The MIT MBA students–Anjali Krishnamachar, Juliette Chevallier, Philipp Simons, Taylor Facen–guided by their mentor, MIT alumni Heather Fraser, set out to determine what incentives might drive supermarket shoppers to more nutritious food choices.  During the fall semester, they created different models  to see, for example,  if 5% price discounts would nudge shoppers to the healthier groups of foods promoted by RBS’s Ahold Delhaize USA stores, which include Food Lion, Giant Food, and Stop and Shop.

The students analyzed buying patterns of two types of shoppers and tested 1,300 products to see which had the greatest price elasticity. The team crunched the data and concluded that a holistic approach using both discounts and customer targeting would yield the best outcomes. They also offered the retailer an alternative approach– bundling certain products together, to attract customers to more nutritious foods.

Jumpstarting New Ideas

Eric Braun, Executive Innovation Strategist at RBS, fully embraced the internal/external collaboration. The project not only helped RBS program leaders toward their corporate goal, it “completely opened their eyes” to the applications of data science and analytics, he said. It also will help to jumpstart new ideas incorporating data science techniques throughout the business, he said. “I give the project an A. The students were phenomenal, pleasant, fun, and dedicated. It was a perfect, iterative, exploratory project.”

A panel of three MIT judges, Yael AvidanRenée Richardson Gosline, and Tod Loofbourrow, evaluated 23 team proposals from 83 students in this year’s competition held virtually on December 11. Key criteria included: Technology and analytical advances; creativity; effort and overall business impact; problem-solving, and presentation. 

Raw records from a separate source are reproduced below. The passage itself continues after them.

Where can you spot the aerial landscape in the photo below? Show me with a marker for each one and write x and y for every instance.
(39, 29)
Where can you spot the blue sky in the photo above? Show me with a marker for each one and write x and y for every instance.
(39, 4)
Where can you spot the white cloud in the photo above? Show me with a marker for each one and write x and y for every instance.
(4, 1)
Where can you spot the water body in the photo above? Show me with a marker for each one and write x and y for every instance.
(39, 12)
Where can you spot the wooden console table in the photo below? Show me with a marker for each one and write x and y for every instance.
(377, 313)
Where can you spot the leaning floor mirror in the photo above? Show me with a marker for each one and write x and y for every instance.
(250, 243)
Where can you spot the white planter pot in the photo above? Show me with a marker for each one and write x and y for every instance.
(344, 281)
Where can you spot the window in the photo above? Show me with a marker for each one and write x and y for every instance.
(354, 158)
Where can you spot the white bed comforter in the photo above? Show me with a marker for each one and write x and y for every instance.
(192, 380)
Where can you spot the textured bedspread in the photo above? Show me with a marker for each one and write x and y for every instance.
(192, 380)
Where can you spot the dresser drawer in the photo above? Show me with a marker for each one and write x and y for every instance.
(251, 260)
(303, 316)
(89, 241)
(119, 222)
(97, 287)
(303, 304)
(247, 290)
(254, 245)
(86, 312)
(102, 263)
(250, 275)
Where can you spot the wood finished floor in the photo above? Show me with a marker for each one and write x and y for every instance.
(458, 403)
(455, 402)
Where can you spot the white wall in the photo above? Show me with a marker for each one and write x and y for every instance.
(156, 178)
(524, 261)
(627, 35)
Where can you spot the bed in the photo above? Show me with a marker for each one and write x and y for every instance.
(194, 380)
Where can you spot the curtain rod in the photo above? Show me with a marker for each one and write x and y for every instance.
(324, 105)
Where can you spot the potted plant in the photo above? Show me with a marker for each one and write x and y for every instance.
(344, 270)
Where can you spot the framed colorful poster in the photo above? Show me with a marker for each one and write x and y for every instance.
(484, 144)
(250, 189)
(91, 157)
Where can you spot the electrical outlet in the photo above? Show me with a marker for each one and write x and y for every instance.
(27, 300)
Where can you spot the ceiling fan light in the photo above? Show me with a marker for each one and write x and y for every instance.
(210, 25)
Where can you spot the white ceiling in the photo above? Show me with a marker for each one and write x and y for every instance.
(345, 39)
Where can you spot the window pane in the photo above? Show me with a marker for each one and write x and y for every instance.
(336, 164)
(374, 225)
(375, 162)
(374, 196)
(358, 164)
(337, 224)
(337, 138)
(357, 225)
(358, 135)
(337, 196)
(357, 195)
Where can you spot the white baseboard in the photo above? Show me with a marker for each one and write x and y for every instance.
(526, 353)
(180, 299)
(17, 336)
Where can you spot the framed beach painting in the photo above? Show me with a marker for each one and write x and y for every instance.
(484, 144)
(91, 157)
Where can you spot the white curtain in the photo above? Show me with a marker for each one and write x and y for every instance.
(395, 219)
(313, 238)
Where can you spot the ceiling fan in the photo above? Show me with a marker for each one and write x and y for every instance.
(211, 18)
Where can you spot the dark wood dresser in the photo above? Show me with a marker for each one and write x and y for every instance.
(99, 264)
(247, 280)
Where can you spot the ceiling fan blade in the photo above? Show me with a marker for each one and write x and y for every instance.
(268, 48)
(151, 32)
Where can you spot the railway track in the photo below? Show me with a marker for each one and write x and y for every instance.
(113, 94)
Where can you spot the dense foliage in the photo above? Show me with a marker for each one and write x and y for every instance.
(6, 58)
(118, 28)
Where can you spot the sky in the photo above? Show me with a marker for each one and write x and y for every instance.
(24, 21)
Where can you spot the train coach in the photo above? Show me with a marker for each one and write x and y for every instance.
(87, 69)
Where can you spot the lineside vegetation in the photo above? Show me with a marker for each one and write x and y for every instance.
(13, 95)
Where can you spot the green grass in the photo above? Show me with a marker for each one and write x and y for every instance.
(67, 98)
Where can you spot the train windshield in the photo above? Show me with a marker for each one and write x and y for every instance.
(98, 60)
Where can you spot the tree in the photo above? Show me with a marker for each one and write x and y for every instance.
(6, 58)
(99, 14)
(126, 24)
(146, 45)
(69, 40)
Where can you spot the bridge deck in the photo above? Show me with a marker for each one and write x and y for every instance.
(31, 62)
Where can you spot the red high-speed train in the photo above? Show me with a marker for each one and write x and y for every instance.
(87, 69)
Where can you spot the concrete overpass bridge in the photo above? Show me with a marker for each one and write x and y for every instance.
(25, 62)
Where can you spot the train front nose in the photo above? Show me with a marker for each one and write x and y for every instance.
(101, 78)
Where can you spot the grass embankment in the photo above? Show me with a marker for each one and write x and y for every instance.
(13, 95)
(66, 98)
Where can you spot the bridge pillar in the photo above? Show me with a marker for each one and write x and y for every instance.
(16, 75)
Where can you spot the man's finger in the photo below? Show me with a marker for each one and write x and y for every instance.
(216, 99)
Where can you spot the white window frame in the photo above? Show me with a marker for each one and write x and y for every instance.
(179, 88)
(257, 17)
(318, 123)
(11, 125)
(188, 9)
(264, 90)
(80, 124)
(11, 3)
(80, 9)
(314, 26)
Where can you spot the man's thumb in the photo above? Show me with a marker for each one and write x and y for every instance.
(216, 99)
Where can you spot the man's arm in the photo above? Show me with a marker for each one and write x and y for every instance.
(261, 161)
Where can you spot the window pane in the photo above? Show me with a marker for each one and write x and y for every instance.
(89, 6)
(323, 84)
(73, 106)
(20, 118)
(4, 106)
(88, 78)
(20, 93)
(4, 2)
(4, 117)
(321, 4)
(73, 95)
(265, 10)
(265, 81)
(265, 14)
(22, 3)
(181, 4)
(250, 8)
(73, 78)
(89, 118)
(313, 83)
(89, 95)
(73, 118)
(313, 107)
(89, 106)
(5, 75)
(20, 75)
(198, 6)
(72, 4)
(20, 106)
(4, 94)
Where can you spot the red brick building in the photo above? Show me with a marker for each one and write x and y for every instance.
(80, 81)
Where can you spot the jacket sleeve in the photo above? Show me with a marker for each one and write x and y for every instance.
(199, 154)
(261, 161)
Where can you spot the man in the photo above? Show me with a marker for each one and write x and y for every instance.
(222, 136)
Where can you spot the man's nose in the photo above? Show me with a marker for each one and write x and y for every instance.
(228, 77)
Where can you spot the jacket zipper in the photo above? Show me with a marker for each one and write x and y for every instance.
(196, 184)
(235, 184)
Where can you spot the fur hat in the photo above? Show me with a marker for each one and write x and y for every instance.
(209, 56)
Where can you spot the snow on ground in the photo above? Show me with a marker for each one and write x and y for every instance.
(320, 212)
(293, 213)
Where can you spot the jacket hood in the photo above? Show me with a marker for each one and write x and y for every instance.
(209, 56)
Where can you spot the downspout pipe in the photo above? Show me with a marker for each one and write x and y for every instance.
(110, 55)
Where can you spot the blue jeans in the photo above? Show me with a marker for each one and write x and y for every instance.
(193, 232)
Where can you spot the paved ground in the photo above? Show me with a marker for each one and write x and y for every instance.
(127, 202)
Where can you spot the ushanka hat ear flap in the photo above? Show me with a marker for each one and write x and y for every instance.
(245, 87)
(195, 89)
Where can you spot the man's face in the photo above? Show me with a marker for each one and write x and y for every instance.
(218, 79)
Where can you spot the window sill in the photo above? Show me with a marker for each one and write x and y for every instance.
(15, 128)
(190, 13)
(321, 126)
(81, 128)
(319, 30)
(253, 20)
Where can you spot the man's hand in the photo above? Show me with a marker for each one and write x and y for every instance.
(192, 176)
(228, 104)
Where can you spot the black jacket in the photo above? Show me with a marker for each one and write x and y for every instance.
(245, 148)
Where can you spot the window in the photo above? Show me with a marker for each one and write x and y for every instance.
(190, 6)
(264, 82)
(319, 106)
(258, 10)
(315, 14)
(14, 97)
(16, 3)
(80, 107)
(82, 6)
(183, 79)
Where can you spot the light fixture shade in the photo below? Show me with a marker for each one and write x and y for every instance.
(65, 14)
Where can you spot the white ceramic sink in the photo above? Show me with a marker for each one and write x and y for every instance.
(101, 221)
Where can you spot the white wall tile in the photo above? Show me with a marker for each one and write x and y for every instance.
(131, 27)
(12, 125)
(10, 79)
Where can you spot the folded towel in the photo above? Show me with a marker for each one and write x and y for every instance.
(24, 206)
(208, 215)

Announcing the winning team, IDE leader, Gosline noted that the judges were very impressed that the RBS team not only showed how to help people eat healthier, the students “overcame roadblocks, developed deep insights about the company, and humanized the data points for broader use.” The team’s name will join previous year winners engraved in the A-Lab silver cup award (held by IDE Executive Director, David Verrill, in the above photo.)

This year’s second place team worked with the children’s app, LittleHoots, to develop a dashboard to aid marketing strategies. The third place team provided AB InBev a way to analyze the obsolescence and revenue optimization costs of beer brands.

Business Solutions

During the MIT A-Lab semester, student teams select and deliver a project using analytics, machine learning, or other digital technologies, to solve business problems. The IDE-led course runs each fall and is part of MIT Sloan School of Management’s suite of Action Learning offerings. It is led by IDE Director, Sinan Aral, and Abdullah Almaatouq. Braun said RBS initially proposed five ideas narrowed to three when the semester began.

Leaders of the RBS Guiding Stars program, in charge of the healthy food initiative, will meet in January to determine next steps and how to implement the A-Lab recommendations, Braun said.  He is also open to further research collaborations with academia to get “more diverse thinking” into the mix.

To date, A-Lab has attracted more than 400 students from a dozen MIT departments to work on over 90 projects spanning IoT, digital technology, platforms, finance, e-commerce, retail, manufacturing, medical supply chains, workplace safety, and global health. 

Some projects are tightly focused on dilemmas organizations currently face, which requires students to quickly understand particular business circumstances and domains before performing their descriptive, predictive, or causal analysis. Other projects are more open-ended, and students must think entrepreneurially about how to bring new value to existing data and suggest frontiers for future business opportunity.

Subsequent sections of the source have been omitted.